EXECUTIVE MEMBERS of both the TT Pro League and Super League are open to merging both divisions of top-flight local football once the sport returns to normalcy after the ongoing global covid19 pandemic.
The possible partnership between the pair will see the Pro League serve as the highest ranked league in local professional football while the Super League stands to become the Second Division.
Last year, there were plans to stage an inaugural T-League – a combination of both Pro League and Super League. However, those plans were stalled due to differences of opinions between both parties.
This idea of a two-tier competition was also pitched to Super League clubs in August 2019 via a media release from Pro League chief executive officer Julia Baptiste ahead of the 2019-2020 season. One month later, this initiative was frowned upon by Super League clubs and its administration, who wrote the TT Football Association (TTFA) via its secretary Peter Thomas, rejecting their offer of a possible merger claiming it “unethical, political and short-sighted.”
However, since the December 2019 TTFA election, the Super League has reneged on its decision and is now intent on facilitating the joining of both local competitions.
In separate interviews with acting Pro League chairman, Brent Sancho and Super League president, Keith Look Loy on Friday, the pair agreed there is a possibility the merger can still be implemented post-covid19.
The local football season usually gets underway during late August and early September.
“It (merger) is very much an option. It’s something that we are talking about within the league.

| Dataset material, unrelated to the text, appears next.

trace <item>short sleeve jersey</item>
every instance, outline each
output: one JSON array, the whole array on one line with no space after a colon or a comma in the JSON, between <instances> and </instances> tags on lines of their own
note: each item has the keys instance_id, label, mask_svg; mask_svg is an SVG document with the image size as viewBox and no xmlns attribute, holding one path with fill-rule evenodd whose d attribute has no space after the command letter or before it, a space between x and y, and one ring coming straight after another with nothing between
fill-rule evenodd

All sides had agreed to it and we were still in the talking processes of it and then (the TTFA) election came. We hope we can go back to the drawing board with this idea. It would be the sensible thing to do as it relates to football. Looking at the two-tier system, conversations should be held, I believe so. It’s been agreed upon by all parties to get it that way.”
In response to a question posed to Look Loy via WhatsApp on why the sudden change of heart, the Super League president revealed his board had now thrown its support behind this developmental initiative. He, however, claims it was the Pro League who may have had issues with the merger back in mid-2019.

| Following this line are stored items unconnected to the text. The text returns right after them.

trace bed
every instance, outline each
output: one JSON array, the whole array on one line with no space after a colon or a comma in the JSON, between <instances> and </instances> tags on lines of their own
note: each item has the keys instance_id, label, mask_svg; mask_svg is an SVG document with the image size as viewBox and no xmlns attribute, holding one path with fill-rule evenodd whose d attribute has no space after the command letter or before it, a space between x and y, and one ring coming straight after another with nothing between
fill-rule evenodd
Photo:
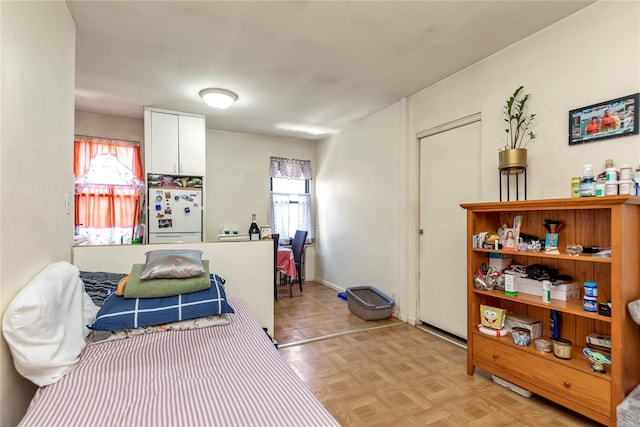
<instances>
[{"instance_id":1,"label":"bed","mask_svg":"<svg viewBox=\"0 0 640 427\"><path fill-rule=\"evenodd\" d=\"M98 304L110 290L81 283ZM20 426L338 426L245 302L227 302L223 325L88 338L77 364L37 390Z\"/></svg>"}]
</instances>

“(I have) no comment on that. We don't know what the post-covid19 world and football will look like. Who says Super League opposed to anything? The last position advanced by the (William) Wallace administration was to form a two-tiered league. Super League agreed. Pro League apparently had problems,” he said.
Sancho though confirmed the agreement of all involved parties and welcomed the ushering in of a new frontier for domestic football. The TTFA board member believes the two-tier system, which will see bottom-ranked teams relegated from Pro League to the Super League and top-ranked Super League teams advance to the top-flight, will create a more modernised and attractive structure for TT football.

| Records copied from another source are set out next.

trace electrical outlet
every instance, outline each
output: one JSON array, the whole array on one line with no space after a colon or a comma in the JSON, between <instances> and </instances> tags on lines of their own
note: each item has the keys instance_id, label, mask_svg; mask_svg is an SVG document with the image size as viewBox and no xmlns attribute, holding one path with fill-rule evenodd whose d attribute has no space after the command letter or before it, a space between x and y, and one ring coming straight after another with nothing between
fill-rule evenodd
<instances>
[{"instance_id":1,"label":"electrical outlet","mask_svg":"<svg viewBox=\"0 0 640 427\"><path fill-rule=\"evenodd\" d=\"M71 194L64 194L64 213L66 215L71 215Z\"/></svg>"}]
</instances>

“I’m certain (a merger) would serve football better, the two-tier system. We have to move to merge for a more professional environment, to create genuine structure in football. All stakeholders have to come hands on deck to make sure we put out football back in the position we used to be in,” Sancho explained.
The 2006 TT World Cup representative remains optimistic the government’s coronavirus restrictions would soon be lifted to aid the speedy resumption of both youth, women and professional football on the local circuit.
While Sancho admitted the current pandemic is stifling corporate entities from investing in sport generally, he still called on stakeholders to rally behind the nation’s troops and pledge support to football development when things return to normalcy.
“Once we have a successful structure in football we would do well. We need to get that structure back going and we have to start putting TT first, that’s the bottom line. It’s imperative that we bounce back from this downtime as soon as we can,” he added.
Sancho concluded, “Particularly with sports, we need to put all hands on deck and everyone on board, because we know there will be difficult times, post covid19. This is a situation to not cut back, but to find resources to make sure we can move forward.”